Specifically within South Carolina, manufacturing accounted for 17.3 percent of the state GDP in 2013 according to figures published by the Bureau of Economic Analysis and 24/7 Wall St. According to those same reports, manufacturing within the automotive industry accounted for nearly $4 billion of the state GDP, led by Michelin and BMW—both of which call South Carolina’s Upstate home.
“There are a number of key drivers in the resurgence, or the on-shoring, of manufacturing,” says South Carolina Secretary of Commerce Bobby Hitt. “One is logistics – companies are seeking savings in transportation costs. Workforce considerations – rising labor costs abroad and the ability to have influence over the quality of the finished products – are of great importance, as are competitive costs for both utilities and land.”
(South Carolina Secretary of Commerce Bobby Hitt with BMW’s new X4 sports activity coupe. BMW’s Greer-based facility is the German automaker’s only manufacturing plant in the U.S.)
While all signs point to continued growth in automotive manufacturing, as well as an uptick within the advanced materials, biosciences and aerospace sectors, it’s no secret that the modern-day manufacturing facility no longer looks and operates the way it did when U.S. manufacturing was at its peak throughout much of the 20th century. Today’s manufacturing facility is one that requires streamlined access to international export and import capabilities, a highly-skilled and trainable workforce and the resources to innovate at a rapid pace.
So how is the state of South Carolina and the Upstate rising to meet the difficult demands of the modern manufacturer, thus leading this industrial resurgence?
“South Carolina is uniquely positioned to remain at the forefront of today’s manufacturing renaissance,” says Hitt. “Our infrastructure network, including a world-class port and now the inland port in the Upstate, allows companies to get products to market faster. Our skilled workforce, favorable energy costs, the availability of land and our state’s track record for attracting foreign-direct investment – all make South Carolina an attractive place for manufacturers to call home.”
In order to better understand the Upstate’s unique position in the industrial sector, we must look at the key factors behind the region’s success.

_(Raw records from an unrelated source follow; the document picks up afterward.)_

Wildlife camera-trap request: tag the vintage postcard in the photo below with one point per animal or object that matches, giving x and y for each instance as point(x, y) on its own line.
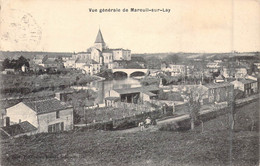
point(129, 82)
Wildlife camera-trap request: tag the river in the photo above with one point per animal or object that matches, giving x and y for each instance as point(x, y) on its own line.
point(104, 86)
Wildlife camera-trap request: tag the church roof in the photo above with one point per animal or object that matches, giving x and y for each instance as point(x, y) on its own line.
point(99, 38)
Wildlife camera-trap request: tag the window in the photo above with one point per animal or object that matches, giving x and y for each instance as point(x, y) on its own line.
point(57, 114)
point(57, 127)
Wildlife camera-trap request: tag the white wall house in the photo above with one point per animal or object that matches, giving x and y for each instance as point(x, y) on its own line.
point(47, 115)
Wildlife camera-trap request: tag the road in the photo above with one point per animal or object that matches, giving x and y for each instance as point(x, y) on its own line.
point(183, 117)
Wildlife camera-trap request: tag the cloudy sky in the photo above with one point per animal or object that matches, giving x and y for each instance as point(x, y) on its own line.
point(190, 26)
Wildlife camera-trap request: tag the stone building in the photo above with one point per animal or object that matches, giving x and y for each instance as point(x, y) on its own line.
point(47, 115)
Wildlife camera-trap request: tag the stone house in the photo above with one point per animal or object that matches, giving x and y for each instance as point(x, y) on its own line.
point(47, 115)
point(217, 92)
point(247, 86)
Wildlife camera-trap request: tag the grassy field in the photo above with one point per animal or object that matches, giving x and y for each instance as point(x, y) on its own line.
point(212, 147)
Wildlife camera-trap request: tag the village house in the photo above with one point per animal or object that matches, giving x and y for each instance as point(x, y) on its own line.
point(214, 66)
point(17, 130)
point(132, 95)
point(101, 54)
point(175, 70)
point(217, 92)
point(47, 115)
point(247, 86)
point(239, 72)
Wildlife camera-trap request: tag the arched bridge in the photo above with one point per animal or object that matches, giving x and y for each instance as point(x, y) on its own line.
point(130, 71)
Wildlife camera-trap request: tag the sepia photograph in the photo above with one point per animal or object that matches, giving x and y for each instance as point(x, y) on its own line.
point(129, 82)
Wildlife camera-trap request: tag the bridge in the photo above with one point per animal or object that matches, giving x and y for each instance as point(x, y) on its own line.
point(128, 72)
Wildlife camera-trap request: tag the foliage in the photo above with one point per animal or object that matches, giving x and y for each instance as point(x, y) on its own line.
point(79, 100)
point(189, 148)
point(15, 64)
point(153, 63)
point(194, 101)
point(150, 81)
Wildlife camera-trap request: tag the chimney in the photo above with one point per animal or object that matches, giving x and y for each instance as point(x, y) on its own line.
point(7, 121)
point(58, 96)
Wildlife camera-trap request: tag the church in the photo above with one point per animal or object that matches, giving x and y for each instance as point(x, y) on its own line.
point(98, 55)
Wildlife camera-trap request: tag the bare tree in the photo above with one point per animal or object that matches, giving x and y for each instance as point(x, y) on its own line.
point(194, 96)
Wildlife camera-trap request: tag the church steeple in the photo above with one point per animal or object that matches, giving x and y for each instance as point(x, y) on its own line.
point(99, 38)
point(99, 43)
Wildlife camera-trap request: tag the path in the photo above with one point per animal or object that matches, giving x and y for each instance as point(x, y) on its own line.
point(183, 117)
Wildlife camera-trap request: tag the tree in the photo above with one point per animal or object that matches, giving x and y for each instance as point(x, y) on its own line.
point(194, 96)
point(78, 100)
point(6, 64)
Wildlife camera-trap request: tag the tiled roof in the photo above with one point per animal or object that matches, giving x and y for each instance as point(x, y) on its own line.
point(94, 62)
point(79, 60)
point(46, 105)
point(20, 128)
point(217, 85)
point(112, 98)
point(137, 89)
point(150, 94)
point(99, 38)
point(246, 81)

South Carolina, led by the Upstate region, has proven to be an exception business climate for many of the world’s biggest companies. The Upstate alone is home to more than 375 international companies from 31 countries, including the likes of Michelin, Fujifilm, Bosch, ZF and BMW.

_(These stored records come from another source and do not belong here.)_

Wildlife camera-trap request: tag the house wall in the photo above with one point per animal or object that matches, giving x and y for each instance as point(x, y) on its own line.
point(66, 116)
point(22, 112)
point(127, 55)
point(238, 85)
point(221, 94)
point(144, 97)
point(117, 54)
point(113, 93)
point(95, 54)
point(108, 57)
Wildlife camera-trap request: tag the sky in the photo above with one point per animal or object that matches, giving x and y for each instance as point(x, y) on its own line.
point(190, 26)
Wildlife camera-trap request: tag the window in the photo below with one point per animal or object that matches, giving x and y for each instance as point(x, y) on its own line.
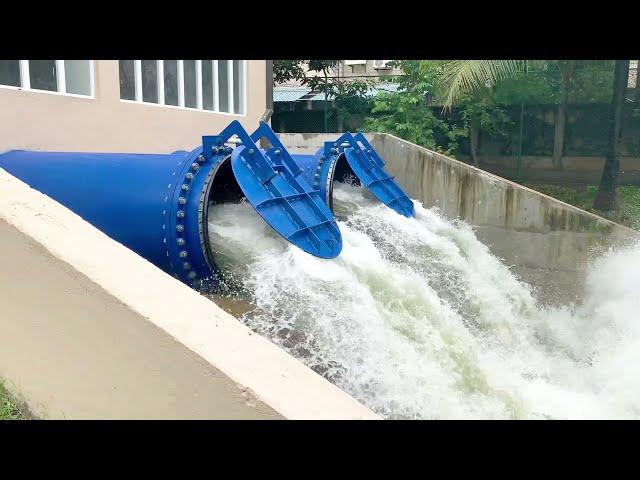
point(212, 85)
point(74, 77)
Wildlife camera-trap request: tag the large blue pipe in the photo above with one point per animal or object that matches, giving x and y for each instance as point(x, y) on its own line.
point(157, 204)
point(134, 198)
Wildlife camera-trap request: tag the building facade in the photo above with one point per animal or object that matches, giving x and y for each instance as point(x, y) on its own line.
point(144, 106)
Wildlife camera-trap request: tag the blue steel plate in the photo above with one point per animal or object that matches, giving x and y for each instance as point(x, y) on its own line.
point(372, 175)
point(288, 204)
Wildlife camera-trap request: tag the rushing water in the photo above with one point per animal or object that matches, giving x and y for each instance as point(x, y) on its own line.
point(416, 318)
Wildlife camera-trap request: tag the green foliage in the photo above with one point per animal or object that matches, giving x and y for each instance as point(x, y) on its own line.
point(8, 409)
point(628, 212)
point(407, 113)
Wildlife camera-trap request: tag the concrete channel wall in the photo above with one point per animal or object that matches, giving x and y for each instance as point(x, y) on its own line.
point(89, 329)
point(547, 242)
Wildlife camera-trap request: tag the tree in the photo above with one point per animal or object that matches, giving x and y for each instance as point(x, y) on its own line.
point(407, 112)
point(567, 69)
point(464, 77)
point(607, 197)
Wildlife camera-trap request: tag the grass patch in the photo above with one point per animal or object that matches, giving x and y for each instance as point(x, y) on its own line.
point(8, 408)
point(628, 212)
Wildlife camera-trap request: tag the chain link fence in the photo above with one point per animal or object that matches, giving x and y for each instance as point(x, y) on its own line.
point(535, 141)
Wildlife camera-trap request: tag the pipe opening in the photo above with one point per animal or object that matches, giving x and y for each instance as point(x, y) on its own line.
point(223, 188)
point(343, 173)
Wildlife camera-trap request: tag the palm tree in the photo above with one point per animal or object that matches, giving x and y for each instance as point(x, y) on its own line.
point(461, 77)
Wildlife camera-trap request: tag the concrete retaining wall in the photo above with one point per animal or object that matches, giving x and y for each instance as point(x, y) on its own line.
point(547, 242)
point(89, 329)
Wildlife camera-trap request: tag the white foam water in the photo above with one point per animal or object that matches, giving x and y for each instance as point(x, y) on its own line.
point(416, 318)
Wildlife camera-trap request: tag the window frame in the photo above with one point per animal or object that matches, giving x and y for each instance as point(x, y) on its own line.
point(25, 81)
point(199, 83)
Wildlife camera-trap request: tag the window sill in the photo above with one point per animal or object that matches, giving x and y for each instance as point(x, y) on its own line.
point(177, 107)
point(49, 92)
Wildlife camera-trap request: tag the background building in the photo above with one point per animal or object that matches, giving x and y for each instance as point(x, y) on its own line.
point(126, 105)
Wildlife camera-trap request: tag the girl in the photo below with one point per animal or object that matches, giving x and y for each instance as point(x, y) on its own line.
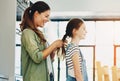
point(76, 67)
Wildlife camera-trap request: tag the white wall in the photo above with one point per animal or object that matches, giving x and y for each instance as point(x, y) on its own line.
point(84, 5)
point(7, 37)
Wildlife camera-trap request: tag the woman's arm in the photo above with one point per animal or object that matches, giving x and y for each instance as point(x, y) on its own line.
point(56, 44)
point(76, 65)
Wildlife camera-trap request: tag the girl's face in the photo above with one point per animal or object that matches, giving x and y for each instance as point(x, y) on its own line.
point(41, 18)
point(81, 32)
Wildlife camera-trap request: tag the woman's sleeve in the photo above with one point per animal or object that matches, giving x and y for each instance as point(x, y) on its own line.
point(30, 44)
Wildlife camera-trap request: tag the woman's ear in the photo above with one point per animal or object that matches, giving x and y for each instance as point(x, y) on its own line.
point(74, 31)
point(36, 13)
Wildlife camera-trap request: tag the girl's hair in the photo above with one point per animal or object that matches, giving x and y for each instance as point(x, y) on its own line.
point(74, 23)
point(27, 20)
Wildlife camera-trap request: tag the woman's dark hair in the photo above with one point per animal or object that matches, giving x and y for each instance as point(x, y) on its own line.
point(27, 20)
point(74, 23)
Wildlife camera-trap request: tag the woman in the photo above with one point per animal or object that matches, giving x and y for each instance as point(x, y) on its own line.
point(34, 51)
point(76, 67)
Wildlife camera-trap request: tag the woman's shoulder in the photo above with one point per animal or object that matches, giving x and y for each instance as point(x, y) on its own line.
point(28, 31)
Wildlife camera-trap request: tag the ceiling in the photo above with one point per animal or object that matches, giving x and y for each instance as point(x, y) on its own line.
point(87, 9)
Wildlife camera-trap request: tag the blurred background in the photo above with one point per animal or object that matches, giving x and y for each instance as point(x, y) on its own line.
point(101, 47)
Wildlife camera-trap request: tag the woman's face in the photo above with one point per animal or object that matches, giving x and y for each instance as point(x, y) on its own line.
point(81, 32)
point(41, 18)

“There is no greater evidence of South Carolina’s ability to lead in manufacturing than the BMW success story in the Upstate,” says Hitt. “As the state’s first automotive manufacturer, BMW is the corporate model for a successful manufacturing operation in the Palmetto State, and their presence has been a catalyst for the state’s automotive sector.”
This year alone has been an impressive one for foreign direct investment (FDI) in the Upstate, accounting for more than 2,100 announced jobs and $2.2 billion in announced capital investment.

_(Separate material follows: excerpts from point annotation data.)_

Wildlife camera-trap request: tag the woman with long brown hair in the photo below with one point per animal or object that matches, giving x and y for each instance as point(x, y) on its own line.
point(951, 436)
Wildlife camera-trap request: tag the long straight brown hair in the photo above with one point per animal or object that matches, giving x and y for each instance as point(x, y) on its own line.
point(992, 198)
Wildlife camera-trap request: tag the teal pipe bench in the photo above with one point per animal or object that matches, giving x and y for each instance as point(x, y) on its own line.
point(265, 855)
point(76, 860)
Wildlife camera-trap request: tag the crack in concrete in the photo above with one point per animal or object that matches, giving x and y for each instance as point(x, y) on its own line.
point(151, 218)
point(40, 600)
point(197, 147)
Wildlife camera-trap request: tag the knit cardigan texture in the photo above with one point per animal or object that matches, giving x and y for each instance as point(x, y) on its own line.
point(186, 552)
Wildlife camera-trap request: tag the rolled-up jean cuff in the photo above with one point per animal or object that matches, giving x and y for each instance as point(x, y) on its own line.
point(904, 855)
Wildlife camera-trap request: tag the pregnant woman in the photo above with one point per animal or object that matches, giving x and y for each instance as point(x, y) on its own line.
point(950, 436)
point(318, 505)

Additionally, the Upstate region has one of the highest concentrations of jobs supported by FDI according to a recent report by the Brookings Institution. Almost 11 percent of the Upstate region’s jobs are in foreign owned enterprise, which is double the national average. When combined, the Anderson, Gaffney, Greenville, Greenwood, Seneca, Spartanburg and Union metro and micro areas housed 50,600 jobs in foreign-owned enterprises in 2011.
Alongside its supportive international community, the Upstate also provides an expansive transportation network allowing companies to operate efficiently, importing and exporting their products worldwide with ease.
Among the resource available to manufacturers is the South Carolina Inland Port, which extends the Port of Charleston’s reach all the way to Greer, S.C. in the Upstate. This provides shippers with access to more than 95 million consumers within a one-day drive, significantly boosting efficiency for international freight movement.
One of the biggest challenges every modern manufacturer has is finding a highly trained workforce. A recent survey by Manpowergroup claims that as many as 39 percent of U.S. employers have trouble filling talent positions, with skilled trade workers ranking year-over-year as the hardest position to find.
Understanding the importance of providing a highly-trained workforce for manufacturers, the Upstate has proven to be a significant labor resource for international businesses by combining competitive labor costs with impressive productivity, along with the 2nd lowest unionization rate in the nation and a workforce highly skilled in engineering and technical work.
Each of the counties in the Upstate have committed to the state of South Carolina’s Work Ready Community initiative which rallies community leaders behind the concept of a ready-to-work workforce. The initiative certifies the quality of the workforce based on goals met for high school graduation, soft skills development, business support, and National Career Readiness Certificate holders.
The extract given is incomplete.